Tyler Chatwood (0-2, 4.91), the scheduled starter Sunday, is expected to pitch Monday in the series opener against the Cardinals at Wrigley Field. The rest of the rotation will stay in turn.

“Knowing what we went through [Saturday], I would’ve been fine coming back here [May 14] and playing a doubleheader,” Braves manager Brian Snitker said. “After getting through that, it was literally miserable.”

The forecast Monday doesn’t look optimal, either, though that’s a fact of life playing games in April in Chicago. Maddon said the decision to postpone games shouldn’t always be based on precipitation, even though he thinks it always is.

“There’s times when the game actually isn’t playable based on wind and cold and maybe just a damp field or the field might be wet in and of itself from previous rain,” Maddon said. “I always thought there should be an actual number, like a temperature number, that if it gets below that number, that’s good enough for me. The game wasn’t meant to be played in these -methods.

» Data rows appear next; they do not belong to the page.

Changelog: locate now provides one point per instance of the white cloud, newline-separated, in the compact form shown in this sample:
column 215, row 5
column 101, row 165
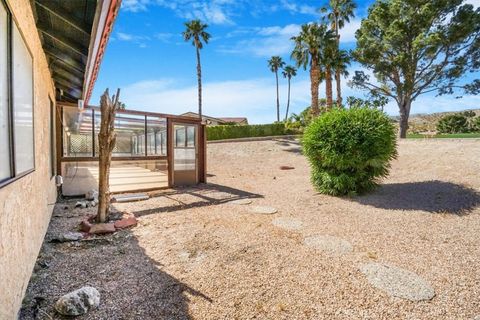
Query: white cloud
column 347, row 33
column 475, row 3
column 295, row 7
column 135, row 5
column 265, row 42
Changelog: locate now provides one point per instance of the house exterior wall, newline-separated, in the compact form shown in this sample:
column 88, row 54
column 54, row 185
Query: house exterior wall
column 26, row 204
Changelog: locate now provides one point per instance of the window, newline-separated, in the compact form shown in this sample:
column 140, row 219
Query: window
column 5, row 163
column 53, row 170
column 22, row 104
column 16, row 101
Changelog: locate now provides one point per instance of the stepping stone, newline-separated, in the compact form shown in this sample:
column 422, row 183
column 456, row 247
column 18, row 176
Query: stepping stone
column 329, row 244
column 397, row 282
column 263, row 210
column 287, row 223
column 241, row 201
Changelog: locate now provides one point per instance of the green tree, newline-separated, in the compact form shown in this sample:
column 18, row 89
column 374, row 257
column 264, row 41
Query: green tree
column 274, row 64
column 414, row 47
column 338, row 13
column 309, row 46
column 288, row 72
column 196, row 31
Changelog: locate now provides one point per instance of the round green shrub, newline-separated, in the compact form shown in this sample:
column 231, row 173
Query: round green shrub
column 349, row 150
column 453, row 123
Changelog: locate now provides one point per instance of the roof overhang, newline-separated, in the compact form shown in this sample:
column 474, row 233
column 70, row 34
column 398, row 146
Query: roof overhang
column 74, row 35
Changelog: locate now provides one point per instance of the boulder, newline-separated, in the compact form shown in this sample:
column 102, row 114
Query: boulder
column 78, row 302
column 81, row 204
column 68, row 236
column 92, row 195
column 101, row 228
column 126, row 222
column 85, row 225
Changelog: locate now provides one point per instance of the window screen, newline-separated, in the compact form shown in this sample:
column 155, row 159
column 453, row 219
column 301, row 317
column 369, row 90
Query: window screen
column 22, row 103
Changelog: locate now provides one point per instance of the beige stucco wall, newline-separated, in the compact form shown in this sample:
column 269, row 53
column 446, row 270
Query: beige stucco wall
column 26, row 204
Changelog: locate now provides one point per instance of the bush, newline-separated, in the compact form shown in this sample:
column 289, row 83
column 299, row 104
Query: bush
column 349, row 150
column 453, row 123
column 247, row 131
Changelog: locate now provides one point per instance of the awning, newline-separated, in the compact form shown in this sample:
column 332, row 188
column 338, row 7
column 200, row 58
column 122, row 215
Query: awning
column 74, row 36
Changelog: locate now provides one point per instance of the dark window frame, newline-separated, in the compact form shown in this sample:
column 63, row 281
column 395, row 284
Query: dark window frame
column 10, row 104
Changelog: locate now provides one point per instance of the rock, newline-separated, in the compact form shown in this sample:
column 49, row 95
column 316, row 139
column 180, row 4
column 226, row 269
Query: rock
column 68, row 236
column 126, row 223
column 85, row 226
column 263, row 210
column 81, row 204
column 92, row 195
column 287, row 223
column 397, row 282
column 101, row 228
column 78, row 302
column 241, row 201
column 329, row 244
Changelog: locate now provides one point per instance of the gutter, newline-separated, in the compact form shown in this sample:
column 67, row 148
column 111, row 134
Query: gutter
column 105, row 15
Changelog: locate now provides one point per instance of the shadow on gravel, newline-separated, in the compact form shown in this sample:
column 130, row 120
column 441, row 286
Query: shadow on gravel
column 431, row 196
column 290, row 145
column 202, row 195
column 132, row 285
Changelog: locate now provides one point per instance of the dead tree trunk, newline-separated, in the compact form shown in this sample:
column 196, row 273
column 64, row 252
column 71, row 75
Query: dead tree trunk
column 106, row 142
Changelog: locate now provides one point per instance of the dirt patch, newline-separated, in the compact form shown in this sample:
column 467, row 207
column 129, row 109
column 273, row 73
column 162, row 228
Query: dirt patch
column 194, row 255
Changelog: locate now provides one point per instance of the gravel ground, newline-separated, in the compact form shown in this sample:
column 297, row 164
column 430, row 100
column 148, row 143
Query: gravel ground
column 197, row 255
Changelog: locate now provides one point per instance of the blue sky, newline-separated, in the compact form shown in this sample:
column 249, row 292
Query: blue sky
column 156, row 70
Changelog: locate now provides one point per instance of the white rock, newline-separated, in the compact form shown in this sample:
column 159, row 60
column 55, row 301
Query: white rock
column 78, row 302
column 287, row 223
column 263, row 210
column 241, row 201
column 92, row 195
column 397, row 282
column 81, row 204
column 329, row 244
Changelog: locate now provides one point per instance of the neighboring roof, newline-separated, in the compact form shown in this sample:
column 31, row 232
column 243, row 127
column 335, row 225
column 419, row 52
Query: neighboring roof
column 233, row 119
column 220, row 120
column 74, row 35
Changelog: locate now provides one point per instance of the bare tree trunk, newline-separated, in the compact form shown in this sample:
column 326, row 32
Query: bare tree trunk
column 339, row 88
column 314, row 83
column 337, row 72
column 278, row 100
column 328, row 87
column 106, row 142
column 288, row 100
column 199, row 76
column 404, row 106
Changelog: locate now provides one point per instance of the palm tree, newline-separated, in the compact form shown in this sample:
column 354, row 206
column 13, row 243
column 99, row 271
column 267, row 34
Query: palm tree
column 309, row 47
column 288, row 72
column 274, row 64
column 340, row 64
column 195, row 30
column 338, row 13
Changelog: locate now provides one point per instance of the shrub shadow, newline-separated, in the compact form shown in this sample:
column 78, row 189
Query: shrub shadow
column 132, row 284
column 202, row 195
column 431, row 196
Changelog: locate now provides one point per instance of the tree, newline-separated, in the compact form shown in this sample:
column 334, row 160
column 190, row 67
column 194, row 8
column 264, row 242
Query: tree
column 340, row 64
column 309, row 46
column 339, row 12
column 288, row 72
column 416, row 47
column 195, row 31
column 106, row 142
column 274, row 64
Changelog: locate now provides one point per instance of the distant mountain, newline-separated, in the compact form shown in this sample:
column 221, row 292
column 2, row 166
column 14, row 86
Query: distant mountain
column 426, row 123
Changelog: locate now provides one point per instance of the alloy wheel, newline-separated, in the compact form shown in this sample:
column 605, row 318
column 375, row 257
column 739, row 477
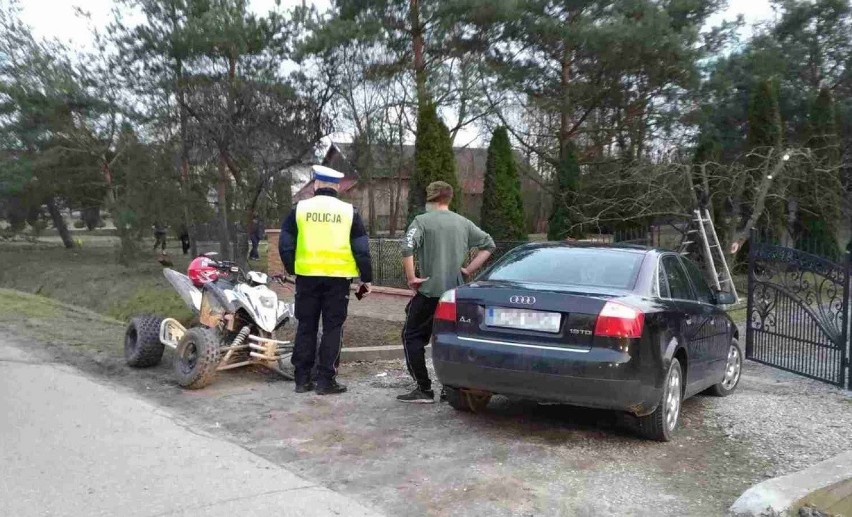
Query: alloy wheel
column 733, row 368
column 673, row 397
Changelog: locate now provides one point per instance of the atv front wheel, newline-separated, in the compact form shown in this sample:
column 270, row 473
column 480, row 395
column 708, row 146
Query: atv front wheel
column 197, row 357
column 142, row 346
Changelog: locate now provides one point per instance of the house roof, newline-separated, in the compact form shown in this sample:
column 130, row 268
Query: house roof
column 346, row 184
column 389, row 162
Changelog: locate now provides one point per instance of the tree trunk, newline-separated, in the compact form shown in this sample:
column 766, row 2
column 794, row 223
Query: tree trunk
column 371, row 204
column 769, row 177
column 221, row 194
column 565, row 107
column 59, row 223
column 419, row 58
column 184, row 146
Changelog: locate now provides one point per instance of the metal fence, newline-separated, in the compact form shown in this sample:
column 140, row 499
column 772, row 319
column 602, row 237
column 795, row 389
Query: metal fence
column 798, row 311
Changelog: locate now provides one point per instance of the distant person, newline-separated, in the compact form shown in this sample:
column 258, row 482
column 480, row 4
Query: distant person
column 160, row 236
column 256, row 234
column 323, row 241
column 441, row 239
column 184, row 240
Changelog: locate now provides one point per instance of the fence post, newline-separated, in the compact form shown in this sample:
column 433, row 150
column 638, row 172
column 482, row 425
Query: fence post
column 844, row 347
column 752, row 251
column 381, row 269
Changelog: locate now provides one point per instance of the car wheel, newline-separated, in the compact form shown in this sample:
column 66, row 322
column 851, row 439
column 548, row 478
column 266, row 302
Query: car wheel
column 733, row 371
column 661, row 424
column 471, row 401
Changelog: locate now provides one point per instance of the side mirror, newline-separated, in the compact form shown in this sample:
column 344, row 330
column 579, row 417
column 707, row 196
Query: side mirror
column 725, row 298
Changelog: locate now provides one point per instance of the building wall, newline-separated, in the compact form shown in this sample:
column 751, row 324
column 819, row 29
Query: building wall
column 383, row 189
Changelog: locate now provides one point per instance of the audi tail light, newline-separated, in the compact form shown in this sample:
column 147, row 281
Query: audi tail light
column 619, row 320
column 446, row 310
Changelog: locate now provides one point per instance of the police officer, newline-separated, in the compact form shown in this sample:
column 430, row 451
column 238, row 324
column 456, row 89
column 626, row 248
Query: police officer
column 323, row 241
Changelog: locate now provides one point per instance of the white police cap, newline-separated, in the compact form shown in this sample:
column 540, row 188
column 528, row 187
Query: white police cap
column 326, row 174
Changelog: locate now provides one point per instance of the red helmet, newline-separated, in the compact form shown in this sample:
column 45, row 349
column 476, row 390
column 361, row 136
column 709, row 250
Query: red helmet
column 202, row 270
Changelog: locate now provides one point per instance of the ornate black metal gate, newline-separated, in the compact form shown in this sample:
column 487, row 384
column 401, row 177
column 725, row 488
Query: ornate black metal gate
column 798, row 312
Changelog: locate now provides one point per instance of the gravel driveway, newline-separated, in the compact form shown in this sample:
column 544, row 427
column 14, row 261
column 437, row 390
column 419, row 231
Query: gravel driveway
column 517, row 458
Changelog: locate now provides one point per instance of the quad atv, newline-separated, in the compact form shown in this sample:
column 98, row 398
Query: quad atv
column 237, row 314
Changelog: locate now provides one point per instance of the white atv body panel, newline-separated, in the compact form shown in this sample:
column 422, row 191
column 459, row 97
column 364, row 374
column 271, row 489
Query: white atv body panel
column 261, row 303
column 190, row 294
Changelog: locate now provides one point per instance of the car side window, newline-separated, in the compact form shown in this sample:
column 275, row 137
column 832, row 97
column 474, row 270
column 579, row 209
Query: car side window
column 679, row 288
column 701, row 288
column 662, row 284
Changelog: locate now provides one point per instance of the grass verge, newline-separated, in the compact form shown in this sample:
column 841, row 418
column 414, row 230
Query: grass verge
column 49, row 321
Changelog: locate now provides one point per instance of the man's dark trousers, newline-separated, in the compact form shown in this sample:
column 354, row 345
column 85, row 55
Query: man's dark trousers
column 326, row 297
column 415, row 336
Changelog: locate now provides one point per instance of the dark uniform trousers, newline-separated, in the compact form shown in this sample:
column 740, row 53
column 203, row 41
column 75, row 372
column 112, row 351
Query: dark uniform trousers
column 416, row 333
column 326, row 297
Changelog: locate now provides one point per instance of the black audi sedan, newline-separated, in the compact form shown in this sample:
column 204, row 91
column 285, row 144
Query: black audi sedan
column 625, row 328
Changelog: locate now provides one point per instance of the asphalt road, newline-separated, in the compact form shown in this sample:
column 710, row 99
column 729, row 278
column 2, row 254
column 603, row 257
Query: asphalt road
column 72, row 447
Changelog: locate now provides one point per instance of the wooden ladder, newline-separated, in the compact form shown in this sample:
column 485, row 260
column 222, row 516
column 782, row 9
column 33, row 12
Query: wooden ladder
column 702, row 232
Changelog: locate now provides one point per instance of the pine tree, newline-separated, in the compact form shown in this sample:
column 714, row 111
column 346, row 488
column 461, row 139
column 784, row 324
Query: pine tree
column 434, row 160
column 764, row 117
column 765, row 133
column 561, row 224
column 819, row 199
column 502, row 205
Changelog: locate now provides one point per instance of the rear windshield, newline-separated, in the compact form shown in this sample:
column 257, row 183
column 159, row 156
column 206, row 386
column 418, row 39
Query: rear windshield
column 569, row 266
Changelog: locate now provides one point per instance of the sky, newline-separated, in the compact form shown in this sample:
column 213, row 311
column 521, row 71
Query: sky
column 57, row 19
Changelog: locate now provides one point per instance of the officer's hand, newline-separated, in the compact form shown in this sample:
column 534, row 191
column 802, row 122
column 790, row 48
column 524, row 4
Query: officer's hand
column 415, row 283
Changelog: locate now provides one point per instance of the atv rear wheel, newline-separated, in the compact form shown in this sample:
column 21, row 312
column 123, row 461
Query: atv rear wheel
column 142, row 346
column 197, row 357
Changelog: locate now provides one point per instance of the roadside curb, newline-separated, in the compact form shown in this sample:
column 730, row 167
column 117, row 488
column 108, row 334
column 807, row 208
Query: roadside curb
column 783, row 495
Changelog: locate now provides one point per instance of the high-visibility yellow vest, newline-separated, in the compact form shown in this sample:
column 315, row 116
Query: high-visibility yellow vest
column 322, row 245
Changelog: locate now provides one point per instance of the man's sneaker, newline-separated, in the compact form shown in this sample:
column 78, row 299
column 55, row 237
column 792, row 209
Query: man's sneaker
column 330, row 389
column 304, row 388
column 418, row 396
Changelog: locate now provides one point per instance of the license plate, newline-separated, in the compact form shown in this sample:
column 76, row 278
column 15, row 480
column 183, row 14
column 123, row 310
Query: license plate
column 523, row 319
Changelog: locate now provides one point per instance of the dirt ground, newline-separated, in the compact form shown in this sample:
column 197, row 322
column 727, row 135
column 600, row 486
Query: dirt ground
column 516, row 459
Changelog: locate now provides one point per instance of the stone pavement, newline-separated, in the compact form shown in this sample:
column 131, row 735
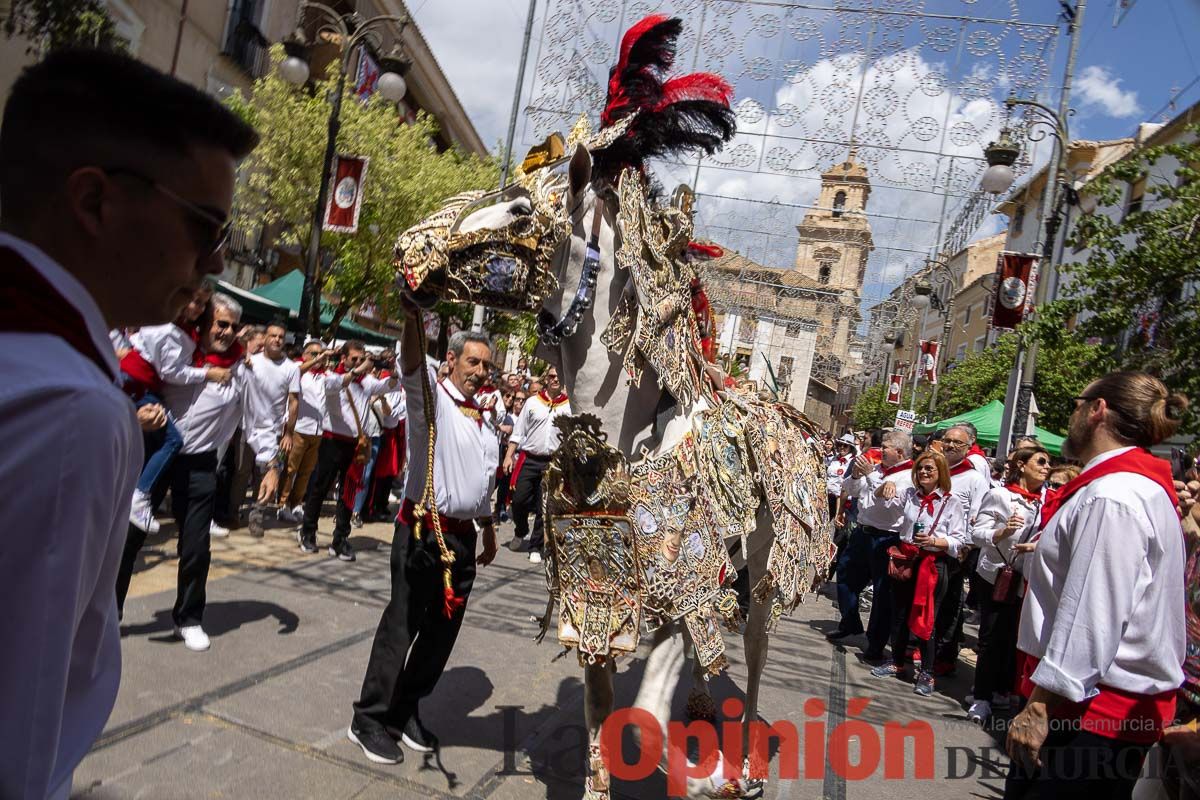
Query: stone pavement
column 264, row 713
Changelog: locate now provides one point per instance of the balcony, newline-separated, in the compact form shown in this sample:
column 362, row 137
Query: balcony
column 246, row 46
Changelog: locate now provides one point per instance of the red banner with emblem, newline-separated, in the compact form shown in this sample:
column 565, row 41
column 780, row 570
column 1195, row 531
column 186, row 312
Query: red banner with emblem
column 1017, row 277
column 928, row 361
column 346, row 194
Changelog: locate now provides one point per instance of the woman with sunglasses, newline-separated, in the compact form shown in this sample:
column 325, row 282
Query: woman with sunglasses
column 933, row 531
column 1007, row 517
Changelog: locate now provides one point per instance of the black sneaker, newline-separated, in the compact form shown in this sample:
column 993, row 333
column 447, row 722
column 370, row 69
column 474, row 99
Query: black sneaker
column 307, row 541
column 377, row 746
column 342, row 549
column 417, row 738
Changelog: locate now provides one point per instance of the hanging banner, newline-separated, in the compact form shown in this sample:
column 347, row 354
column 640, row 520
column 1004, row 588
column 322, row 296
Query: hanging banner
column 1017, row 277
column 929, row 361
column 346, row 194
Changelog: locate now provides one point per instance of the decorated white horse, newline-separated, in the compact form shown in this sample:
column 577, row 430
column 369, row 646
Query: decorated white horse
column 689, row 473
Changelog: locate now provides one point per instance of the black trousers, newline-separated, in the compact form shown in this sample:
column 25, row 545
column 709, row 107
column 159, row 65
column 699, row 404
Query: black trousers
column 527, row 498
column 1078, row 764
column 334, row 458
column 414, row 638
column 951, row 615
column 901, row 605
column 996, row 651
column 193, row 489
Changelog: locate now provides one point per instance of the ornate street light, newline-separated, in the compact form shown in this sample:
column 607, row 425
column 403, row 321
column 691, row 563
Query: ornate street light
column 348, row 31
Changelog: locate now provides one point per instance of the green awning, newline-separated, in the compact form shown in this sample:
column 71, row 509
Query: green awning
column 286, row 292
column 987, row 420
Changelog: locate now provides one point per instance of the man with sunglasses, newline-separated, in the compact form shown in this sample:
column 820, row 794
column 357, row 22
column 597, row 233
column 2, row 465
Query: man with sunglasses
column 115, row 187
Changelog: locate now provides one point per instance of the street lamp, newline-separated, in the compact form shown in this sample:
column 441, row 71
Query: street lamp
column 348, row 31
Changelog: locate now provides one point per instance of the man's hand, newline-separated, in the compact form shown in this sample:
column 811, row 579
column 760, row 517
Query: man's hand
column 151, row 416
column 1026, row 735
column 490, row 547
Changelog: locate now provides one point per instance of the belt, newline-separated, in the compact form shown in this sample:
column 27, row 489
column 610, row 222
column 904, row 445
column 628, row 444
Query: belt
column 449, row 524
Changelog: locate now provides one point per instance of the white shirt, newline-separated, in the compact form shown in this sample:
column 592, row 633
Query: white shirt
column 1105, row 595
column 72, row 453
column 311, row 415
column 997, row 506
column 466, row 453
column 837, row 468
column 169, row 350
column 339, row 411
column 877, row 512
column 208, row 414
column 952, row 525
column 535, row 432
column 265, row 403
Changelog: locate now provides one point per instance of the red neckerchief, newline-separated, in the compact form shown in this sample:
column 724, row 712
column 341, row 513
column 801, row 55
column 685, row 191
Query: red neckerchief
column 961, row 467
column 223, row 360
column 1132, row 461
column 1032, row 497
column 29, row 304
column 552, row 403
column 468, row 407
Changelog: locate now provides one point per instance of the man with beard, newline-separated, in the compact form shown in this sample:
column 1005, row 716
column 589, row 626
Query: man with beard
column 1103, row 630
column 420, row 625
column 971, row 487
column 207, row 415
column 114, row 211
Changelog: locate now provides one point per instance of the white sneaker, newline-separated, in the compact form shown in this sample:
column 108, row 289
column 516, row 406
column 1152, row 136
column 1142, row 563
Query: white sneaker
column 142, row 515
column 195, row 638
column 979, row 711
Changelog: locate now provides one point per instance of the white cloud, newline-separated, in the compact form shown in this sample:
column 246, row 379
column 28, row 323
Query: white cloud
column 1101, row 89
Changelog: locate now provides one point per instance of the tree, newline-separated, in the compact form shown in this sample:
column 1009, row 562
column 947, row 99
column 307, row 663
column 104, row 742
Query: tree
column 54, row 24
column 406, row 180
column 1135, row 293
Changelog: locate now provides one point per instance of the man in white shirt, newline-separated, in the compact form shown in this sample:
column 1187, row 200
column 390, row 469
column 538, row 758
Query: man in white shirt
column 533, row 440
column 1103, row 625
column 865, row 557
column 207, row 415
column 270, row 408
column 348, row 395
column 971, row 486
column 420, row 625
column 112, row 217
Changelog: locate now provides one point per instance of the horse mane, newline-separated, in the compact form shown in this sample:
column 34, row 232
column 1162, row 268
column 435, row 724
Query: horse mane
column 684, row 114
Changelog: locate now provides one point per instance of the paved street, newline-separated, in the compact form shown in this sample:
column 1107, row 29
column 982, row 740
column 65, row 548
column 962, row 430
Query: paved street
column 264, row 713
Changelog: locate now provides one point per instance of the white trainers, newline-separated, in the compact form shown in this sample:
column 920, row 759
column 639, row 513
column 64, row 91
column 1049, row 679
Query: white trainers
column 979, row 711
column 142, row 515
column 195, row 638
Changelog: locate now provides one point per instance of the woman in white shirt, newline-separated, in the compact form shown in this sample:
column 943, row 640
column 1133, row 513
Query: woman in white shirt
column 1011, row 513
column 933, row 533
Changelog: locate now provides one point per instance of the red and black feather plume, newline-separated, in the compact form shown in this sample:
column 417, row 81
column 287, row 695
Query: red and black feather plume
column 687, row 113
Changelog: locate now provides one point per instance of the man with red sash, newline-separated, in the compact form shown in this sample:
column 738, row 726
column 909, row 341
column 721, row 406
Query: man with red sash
column 865, row 557
column 534, row 439
column 113, row 214
column 1103, row 626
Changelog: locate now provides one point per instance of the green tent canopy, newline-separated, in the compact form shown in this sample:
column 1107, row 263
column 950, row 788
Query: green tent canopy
column 286, row 292
column 987, row 420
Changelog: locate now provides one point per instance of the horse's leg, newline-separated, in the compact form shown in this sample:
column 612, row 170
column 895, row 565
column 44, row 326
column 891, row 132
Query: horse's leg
column 597, row 708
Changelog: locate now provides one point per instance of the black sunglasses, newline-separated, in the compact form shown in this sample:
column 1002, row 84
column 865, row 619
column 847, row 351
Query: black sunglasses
column 217, row 228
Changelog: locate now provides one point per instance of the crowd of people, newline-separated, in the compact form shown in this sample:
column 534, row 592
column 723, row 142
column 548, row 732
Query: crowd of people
column 1078, row 571
column 130, row 379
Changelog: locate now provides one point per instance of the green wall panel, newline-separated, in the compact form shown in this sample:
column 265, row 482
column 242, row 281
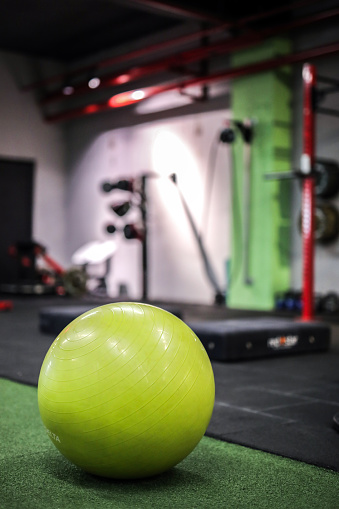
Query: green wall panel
column 265, row 98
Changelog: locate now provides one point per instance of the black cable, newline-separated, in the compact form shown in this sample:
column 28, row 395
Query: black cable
column 209, row 180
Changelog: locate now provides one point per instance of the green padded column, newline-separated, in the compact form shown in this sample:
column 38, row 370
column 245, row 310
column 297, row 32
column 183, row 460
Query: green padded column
column 264, row 98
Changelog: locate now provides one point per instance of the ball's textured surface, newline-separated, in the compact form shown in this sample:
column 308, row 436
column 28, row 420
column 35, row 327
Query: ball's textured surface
column 126, row 391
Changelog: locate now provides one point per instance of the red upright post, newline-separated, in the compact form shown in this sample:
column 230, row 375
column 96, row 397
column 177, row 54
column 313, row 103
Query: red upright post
column 307, row 165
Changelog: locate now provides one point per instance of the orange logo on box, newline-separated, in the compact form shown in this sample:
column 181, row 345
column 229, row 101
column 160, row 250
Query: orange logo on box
column 281, row 342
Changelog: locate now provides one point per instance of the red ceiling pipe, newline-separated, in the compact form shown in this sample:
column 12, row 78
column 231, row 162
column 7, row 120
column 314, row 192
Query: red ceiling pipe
column 184, row 58
column 153, row 48
column 226, row 75
column 307, row 166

“There’s so many games to stuff into the regular season, and I get it. And there’s always concerns about making things up based on travel, and I get it. However, that doesn’t mean you should play a game that’s unplayable.”

One idea posed to Maddon was playing more early intra-divisional games, making them easier to postpone and reschedule if needed.

“I’m sure it’s really difficult to try to figure,” Maddon said. “I have no idea what it takes to make the schedule up. That looks really impossible, actually. I don’t want to bang on that. I’m just saying the game itself is meant to be played in somewhat decent weather conditions for grip, footing.”

The Cubs persevered in the conditions Saturday for a memorable victory. Maddon again credited his players for how they handled the game. He also said that the way the Braves hit was “really impressive.”

“Nobody complained,” Maddon said of the Cubs. “If they were, they didn’t complain to me. I wasn’t complaining to them.”

On Sunday, Maddon had nothing to complain about.